The Lifecycle of the Substitute and Its Purchasing Power, 5

On the part of the issuer, the agreement to give fiat debt money out of nothing in exchange for existing purchasing power is obviously fraud and robbery; as of the party accepting to give existing purchasing power in exchange for fiat debt money out of nothing, that agreement ought be out of gullibility, ignorance, manipulation, swindle, duress, connivance to the detriment of third parties.
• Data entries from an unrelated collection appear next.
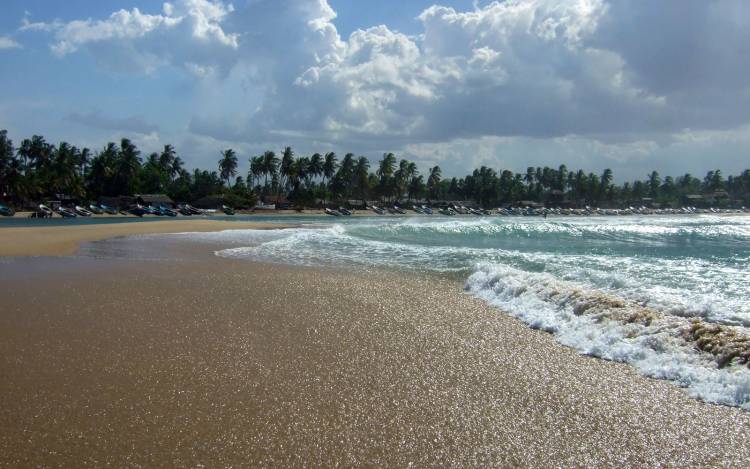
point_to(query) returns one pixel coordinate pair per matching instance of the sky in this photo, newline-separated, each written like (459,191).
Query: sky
(629,85)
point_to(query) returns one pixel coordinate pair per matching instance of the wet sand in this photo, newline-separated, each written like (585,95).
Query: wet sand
(222,363)
(65,240)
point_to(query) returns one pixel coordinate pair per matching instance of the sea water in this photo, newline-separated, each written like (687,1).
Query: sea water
(638,289)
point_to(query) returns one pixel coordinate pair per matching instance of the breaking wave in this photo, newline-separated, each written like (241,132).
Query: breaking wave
(668,295)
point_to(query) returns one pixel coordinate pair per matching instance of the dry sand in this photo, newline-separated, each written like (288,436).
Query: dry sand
(64,240)
(225,363)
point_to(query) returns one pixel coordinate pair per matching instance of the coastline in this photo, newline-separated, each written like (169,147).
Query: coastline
(65,240)
(236,363)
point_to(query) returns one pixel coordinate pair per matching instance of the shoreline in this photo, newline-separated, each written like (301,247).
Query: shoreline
(233,363)
(64,240)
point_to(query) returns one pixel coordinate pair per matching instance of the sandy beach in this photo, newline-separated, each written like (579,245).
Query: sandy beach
(219,362)
(64,240)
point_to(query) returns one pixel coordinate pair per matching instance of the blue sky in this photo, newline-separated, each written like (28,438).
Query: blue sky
(628,85)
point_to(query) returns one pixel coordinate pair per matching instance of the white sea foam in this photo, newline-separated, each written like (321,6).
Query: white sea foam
(583,279)
(655,347)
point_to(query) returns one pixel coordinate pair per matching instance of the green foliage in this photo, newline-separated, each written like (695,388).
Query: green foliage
(37,170)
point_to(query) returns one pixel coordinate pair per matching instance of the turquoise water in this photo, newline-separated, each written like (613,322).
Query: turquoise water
(590,281)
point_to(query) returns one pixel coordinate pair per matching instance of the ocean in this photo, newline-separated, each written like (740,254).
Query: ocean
(669,295)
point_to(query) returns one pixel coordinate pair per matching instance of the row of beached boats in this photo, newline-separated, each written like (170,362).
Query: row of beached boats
(452,210)
(43,211)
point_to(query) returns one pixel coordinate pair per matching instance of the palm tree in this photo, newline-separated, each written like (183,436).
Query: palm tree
(228,165)
(256,169)
(329,166)
(385,171)
(84,157)
(166,160)
(127,168)
(286,169)
(606,183)
(315,167)
(270,166)
(433,181)
(361,177)
(654,181)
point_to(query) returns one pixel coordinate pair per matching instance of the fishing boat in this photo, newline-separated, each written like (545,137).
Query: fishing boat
(138,211)
(6,211)
(45,211)
(96,210)
(332,212)
(108,209)
(194,211)
(81,211)
(166,211)
(66,212)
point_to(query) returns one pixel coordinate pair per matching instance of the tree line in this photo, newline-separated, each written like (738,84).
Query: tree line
(38,170)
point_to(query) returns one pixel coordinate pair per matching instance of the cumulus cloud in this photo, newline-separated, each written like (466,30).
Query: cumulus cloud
(187,33)
(97,120)
(626,76)
(8,43)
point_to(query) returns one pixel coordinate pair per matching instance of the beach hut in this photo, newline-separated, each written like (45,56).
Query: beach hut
(154,200)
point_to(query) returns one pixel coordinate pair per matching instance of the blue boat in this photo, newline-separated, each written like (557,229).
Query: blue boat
(66,212)
(6,211)
(108,209)
(138,211)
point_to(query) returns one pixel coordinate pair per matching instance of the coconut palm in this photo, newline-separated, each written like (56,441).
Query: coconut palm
(386,168)
(270,166)
(433,181)
(361,177)
(127,168)
(228,165)
(315,166)
(330,165)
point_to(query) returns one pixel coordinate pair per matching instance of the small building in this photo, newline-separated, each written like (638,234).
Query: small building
(120,202)
(209,202)
(270,199)
(529,204)
(154,200)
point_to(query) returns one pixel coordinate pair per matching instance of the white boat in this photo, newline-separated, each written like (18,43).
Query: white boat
(82,211)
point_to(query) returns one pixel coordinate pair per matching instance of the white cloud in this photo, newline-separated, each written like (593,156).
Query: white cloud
(188,33)
(616,81)
(8,43)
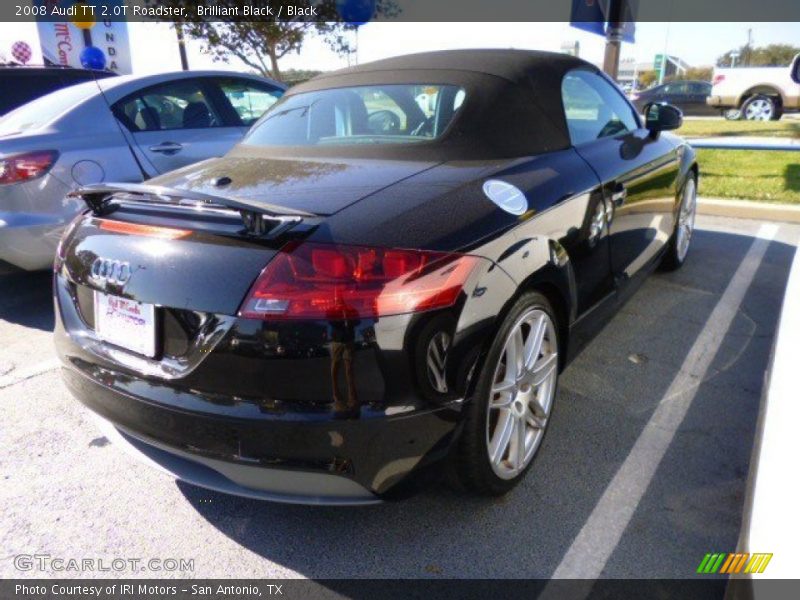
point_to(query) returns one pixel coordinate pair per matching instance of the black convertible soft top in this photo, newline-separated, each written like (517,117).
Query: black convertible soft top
(513,102)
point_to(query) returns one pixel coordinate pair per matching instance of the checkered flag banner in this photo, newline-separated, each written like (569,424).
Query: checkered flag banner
(21,52)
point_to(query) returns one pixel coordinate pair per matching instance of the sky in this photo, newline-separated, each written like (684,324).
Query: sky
(154,48)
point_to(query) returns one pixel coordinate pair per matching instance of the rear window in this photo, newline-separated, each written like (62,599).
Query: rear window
(42,111)
(20,88)
(377,114)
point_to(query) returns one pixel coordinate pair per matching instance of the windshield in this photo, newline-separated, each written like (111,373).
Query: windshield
(42,111)
(375,114)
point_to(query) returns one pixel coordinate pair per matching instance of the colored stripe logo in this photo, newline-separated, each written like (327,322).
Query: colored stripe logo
(733,563)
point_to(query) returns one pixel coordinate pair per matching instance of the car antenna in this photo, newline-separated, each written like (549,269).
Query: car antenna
(145,176)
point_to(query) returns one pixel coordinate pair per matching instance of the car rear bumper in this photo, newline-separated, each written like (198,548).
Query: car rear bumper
(283,459)
(722,101)
(276,485)
(201,425)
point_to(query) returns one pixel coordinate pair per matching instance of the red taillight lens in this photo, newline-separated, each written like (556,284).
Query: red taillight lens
(164,233)
(325,281)
(24,167)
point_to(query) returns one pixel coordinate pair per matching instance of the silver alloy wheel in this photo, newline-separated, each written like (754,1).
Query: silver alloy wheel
(521,396)
(686,217)
(759,109)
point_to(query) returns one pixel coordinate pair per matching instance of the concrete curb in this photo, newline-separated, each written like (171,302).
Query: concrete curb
(745,209)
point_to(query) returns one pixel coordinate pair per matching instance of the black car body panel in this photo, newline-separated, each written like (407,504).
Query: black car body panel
(258,394)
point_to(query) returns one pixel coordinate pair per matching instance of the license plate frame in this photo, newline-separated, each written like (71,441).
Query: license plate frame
(129,324)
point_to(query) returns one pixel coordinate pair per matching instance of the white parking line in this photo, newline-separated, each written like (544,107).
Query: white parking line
(591,549)
(28,372)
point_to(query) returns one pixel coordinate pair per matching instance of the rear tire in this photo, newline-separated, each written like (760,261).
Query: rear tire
(678,246)
(507,416)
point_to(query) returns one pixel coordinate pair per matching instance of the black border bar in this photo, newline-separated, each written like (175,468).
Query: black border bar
(423,11)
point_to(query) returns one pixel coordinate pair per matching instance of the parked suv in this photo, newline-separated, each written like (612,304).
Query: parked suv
(754,93)
(20,85)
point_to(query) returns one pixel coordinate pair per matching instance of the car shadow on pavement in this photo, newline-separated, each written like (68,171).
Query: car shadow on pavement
(26,299)
(606,397)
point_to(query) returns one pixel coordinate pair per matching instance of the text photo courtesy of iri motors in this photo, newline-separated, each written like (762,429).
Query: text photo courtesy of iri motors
(358,298)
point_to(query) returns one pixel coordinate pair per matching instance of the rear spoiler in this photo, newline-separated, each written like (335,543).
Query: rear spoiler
(259,218)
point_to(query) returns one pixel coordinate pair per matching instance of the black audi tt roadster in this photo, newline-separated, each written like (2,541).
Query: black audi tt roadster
(390,270)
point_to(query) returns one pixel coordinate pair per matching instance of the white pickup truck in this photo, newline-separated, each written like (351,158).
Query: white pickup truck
(754,93)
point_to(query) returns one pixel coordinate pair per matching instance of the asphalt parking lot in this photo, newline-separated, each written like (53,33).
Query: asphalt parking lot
(68,493)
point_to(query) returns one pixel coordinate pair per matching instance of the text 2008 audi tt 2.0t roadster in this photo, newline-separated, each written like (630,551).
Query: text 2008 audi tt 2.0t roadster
(392,268)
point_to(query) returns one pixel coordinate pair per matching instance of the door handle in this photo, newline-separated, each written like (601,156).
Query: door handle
(618,196)
(167,148)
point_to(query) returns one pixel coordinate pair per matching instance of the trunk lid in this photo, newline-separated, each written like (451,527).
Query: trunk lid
(320,186)
(189,260)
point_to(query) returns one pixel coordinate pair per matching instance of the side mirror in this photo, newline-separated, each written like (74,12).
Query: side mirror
(794,70)
(662,117)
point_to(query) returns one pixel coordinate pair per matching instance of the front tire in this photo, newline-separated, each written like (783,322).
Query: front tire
(732,114)
(759,108)
(507,416)
(678,246)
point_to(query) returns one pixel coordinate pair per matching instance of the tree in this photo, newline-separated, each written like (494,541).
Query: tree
(773,55)
(261,43)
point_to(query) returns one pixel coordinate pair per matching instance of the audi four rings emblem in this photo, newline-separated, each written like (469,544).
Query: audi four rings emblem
(111,271)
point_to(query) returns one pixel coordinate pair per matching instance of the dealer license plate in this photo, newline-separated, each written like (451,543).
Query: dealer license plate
(125,323)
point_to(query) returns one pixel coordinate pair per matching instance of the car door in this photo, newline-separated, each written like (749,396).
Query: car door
(677,94)
(177,123)
(637,171)
(247,98)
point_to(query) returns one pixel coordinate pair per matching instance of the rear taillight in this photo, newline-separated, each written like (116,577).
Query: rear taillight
(164,233)
(24,167)
(325,281)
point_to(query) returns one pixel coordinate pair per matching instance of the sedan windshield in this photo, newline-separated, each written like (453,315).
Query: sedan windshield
(44,110)
(376,114)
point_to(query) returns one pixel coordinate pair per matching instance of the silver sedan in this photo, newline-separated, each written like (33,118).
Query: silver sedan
(125,129)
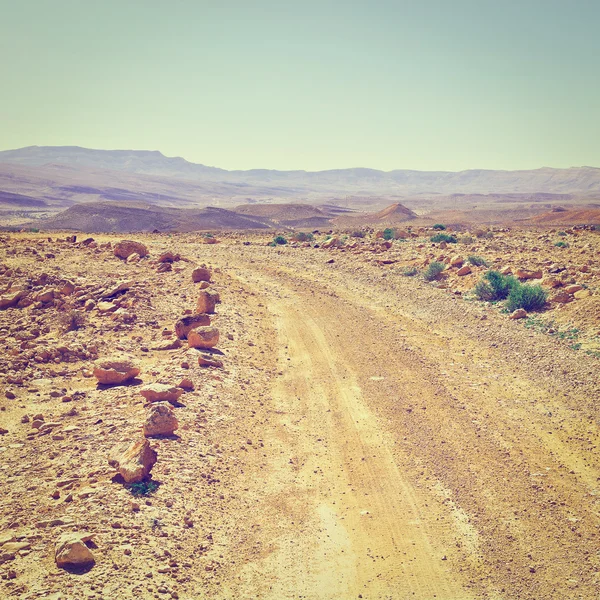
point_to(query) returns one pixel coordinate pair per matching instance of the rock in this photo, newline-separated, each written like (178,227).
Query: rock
(125,248)
(524,274)
(571,289)
(161,420)
(186,324)
(122,286)
(580,294)
(115,370)
(561,298)
(207,301)
(66,288)
(161,392)
(10,299)
(71,551)
(135,461)
(209,360)
(170,344)
(203,337)
(168,257)
(551,282)
(45,296)
(106,307)
(200,274)
(186,384)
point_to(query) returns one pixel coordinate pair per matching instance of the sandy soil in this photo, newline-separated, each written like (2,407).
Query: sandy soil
(370,436)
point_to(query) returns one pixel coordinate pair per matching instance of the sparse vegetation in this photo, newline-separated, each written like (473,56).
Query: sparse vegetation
(477,261)
(278,240)
(443,237)
(529,297)
(494,286)
(300,236)
(433,271)
(143,488)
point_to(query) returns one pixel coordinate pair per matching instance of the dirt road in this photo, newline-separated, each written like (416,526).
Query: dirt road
(369,436)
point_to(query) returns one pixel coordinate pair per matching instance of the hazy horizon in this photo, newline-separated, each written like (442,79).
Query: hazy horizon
(258,168)
(428,86)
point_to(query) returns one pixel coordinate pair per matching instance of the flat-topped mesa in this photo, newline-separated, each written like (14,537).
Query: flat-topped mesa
(207,300)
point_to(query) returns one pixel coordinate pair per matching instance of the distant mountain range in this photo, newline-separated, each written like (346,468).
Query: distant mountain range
(105,168)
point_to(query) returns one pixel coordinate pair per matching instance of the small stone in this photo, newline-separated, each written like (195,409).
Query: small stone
(186,324)
(203,337)
(201,274)
(207,301)
(186,384)
(71,550)
(161,420)
(161,392)
(125,248)
(115,370)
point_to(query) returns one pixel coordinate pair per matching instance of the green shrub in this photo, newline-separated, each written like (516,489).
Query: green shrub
(443,237)
(433,271)
(495,286)
(279,240)
(143,488)
(529,297)
(477,261)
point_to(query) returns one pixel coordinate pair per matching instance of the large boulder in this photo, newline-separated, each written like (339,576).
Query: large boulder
(115,370)
(203,337)
(161,392)
(135,461)
(125,248)
(200,274)
(186,324)
(207,300)
(11,299)
(71,551)
(160,420)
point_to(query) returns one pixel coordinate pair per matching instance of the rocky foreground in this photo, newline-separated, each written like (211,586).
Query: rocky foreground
(213,420)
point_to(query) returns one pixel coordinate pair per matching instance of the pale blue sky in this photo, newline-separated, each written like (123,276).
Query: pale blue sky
(429,84)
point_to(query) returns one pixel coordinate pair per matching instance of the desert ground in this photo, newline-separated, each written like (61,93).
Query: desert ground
(356,431)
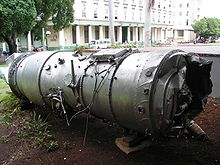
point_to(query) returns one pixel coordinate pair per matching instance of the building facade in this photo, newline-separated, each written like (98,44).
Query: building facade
(170,21)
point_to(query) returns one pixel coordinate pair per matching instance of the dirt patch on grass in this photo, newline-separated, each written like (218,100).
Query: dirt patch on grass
(100,147)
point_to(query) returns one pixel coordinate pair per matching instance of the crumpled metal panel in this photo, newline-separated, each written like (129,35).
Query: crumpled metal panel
(142,91)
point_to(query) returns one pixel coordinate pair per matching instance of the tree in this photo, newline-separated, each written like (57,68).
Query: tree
(147,22)
(207,28)
(20,16)
(59,11)
(16,17)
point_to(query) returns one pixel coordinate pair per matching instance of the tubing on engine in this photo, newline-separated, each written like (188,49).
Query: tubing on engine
(143,91)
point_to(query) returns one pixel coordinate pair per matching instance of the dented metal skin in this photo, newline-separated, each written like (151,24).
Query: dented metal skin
(147,92)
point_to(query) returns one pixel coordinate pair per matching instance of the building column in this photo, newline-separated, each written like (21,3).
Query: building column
(129,37)
(90,33)
(29,45)
(3,46)
(143,32)
(136,34)
(155,35)
(61,38)
(101,36)
(78,40)
(120,34)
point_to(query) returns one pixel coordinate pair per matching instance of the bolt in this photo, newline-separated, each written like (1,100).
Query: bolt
(140,109)
(146,91)
(148,73)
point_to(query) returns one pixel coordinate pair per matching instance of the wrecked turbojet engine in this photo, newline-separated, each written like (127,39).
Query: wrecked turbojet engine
(147,92)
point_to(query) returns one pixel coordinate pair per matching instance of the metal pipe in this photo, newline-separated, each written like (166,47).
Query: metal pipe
(142,91)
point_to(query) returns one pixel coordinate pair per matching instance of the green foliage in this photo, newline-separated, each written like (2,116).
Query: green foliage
(37,129)
(25,124)
(61,12)
(20,16)
(16,16)
(207,27)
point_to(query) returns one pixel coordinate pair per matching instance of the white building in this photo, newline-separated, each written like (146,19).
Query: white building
(185,13)
(170,20)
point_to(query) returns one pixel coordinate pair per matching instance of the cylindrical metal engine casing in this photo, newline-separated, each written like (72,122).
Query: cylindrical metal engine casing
(136,90)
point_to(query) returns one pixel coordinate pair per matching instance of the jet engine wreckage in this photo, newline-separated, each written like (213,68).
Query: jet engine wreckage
(150,93)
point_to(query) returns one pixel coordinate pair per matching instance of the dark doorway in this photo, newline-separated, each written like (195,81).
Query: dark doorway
(86,34)
(124,34)
(74,33)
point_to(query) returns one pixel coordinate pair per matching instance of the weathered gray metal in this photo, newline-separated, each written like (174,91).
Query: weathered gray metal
(142,91)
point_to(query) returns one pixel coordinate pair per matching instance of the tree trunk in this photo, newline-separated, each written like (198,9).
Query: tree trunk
(147,22)
(111,23)
(11,41)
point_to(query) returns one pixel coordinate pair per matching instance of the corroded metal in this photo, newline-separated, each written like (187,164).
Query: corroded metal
(147,92)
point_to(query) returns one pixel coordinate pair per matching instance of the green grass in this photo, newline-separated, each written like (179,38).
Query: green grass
(3,65)
(4,88)
(26,124)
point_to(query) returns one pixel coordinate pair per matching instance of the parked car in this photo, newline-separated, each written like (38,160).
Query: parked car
(100,44)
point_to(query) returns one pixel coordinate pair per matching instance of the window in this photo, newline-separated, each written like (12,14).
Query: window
(180,33)
(86,34)
(187,22)
(106,32)
(83,9)
(95,10)
(125,13)
(106,12)
(140,14)
(116,12)
(96,32)
(131,34)
(132,14)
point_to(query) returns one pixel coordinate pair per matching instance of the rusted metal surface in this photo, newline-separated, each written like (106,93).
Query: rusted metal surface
(148,92)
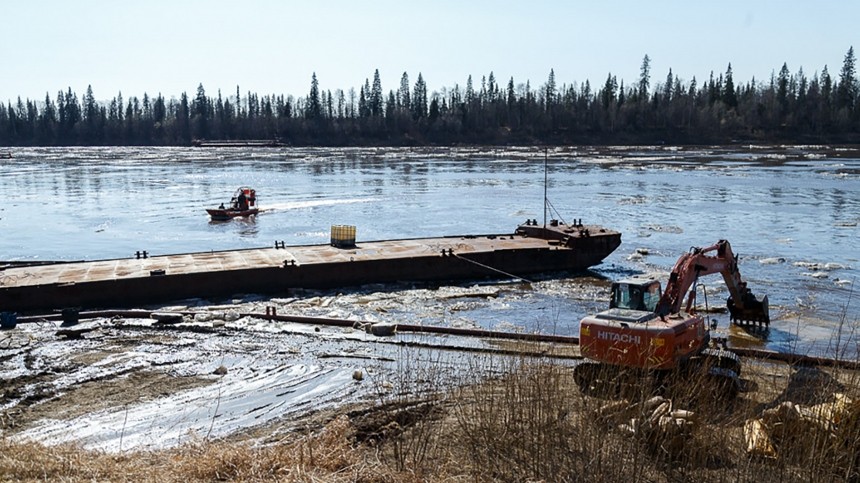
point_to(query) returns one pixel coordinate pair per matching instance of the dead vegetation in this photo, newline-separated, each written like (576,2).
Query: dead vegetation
(530,423)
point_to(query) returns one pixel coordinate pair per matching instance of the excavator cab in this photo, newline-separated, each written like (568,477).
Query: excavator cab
(635,294)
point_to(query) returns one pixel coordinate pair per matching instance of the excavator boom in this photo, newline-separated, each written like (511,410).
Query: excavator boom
(743,306)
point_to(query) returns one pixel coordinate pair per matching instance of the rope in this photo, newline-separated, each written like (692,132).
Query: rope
(493,269)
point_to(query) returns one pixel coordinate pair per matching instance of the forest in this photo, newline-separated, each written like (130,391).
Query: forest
(790,107)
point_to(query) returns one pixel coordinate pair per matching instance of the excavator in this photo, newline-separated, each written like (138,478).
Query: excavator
(645,330)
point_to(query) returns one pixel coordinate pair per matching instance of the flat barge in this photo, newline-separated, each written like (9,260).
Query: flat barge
(143,279)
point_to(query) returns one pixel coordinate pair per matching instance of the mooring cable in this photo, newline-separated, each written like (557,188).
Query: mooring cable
(492,268)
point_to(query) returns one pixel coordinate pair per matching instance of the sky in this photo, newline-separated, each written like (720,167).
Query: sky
(169,47)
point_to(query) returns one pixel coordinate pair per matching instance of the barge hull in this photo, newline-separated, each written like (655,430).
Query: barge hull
(159,279)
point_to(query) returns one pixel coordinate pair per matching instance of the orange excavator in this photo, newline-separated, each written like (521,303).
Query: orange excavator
(646,330)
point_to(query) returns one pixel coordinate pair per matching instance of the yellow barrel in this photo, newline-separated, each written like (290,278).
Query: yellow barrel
(343,236)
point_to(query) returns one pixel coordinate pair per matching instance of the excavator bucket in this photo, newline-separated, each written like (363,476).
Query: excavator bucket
(749,310)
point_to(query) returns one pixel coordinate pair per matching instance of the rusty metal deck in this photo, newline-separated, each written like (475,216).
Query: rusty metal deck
(123,282)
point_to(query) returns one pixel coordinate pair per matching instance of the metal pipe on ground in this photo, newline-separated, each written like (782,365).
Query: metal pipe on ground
(271,314)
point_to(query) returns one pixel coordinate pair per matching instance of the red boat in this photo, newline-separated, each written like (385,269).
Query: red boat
(243,203)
Inspecting it more closely at this point, I intentionally call this money “fiat debt” so as to highlight and study these as two distinct features, before studying them together.

Fiat: If a fiat money without intrinsic value is issued against a promise of future delivery of purchasing power, such as in the case of a government, business, individual, committing to use the purchasing power received in exchange to produce and deliver something useful, that would assimilate it to the previous case of debt/credit: that money would be a debt for the issuer, and the issuer were committed to repay it; the face value of that money would represent that of future production the issuer committed to deliver. But we do know things are usually quite otherwise: fiat money is issued and exchanged with actual purchasing power without any commitment of any future valuable production and delivery on the part of the issuer whatsoever, not the slightest trace of it. So: if fiat money issued against a commitment of future delivery is a debt on the part of the issuer, and a credit for the other party that accepts it giving existing purchasing power in exchange, what is that fiat money when issued against nothing, without any such commitment? Exactly: a gift. The existing purchasing power exchanged with commitment free fiat money is no more a credit; it is a gift, lavished on the issuer by the party accepting that money, because the purchasing power given in exchange will never have to be paid back by the issuer.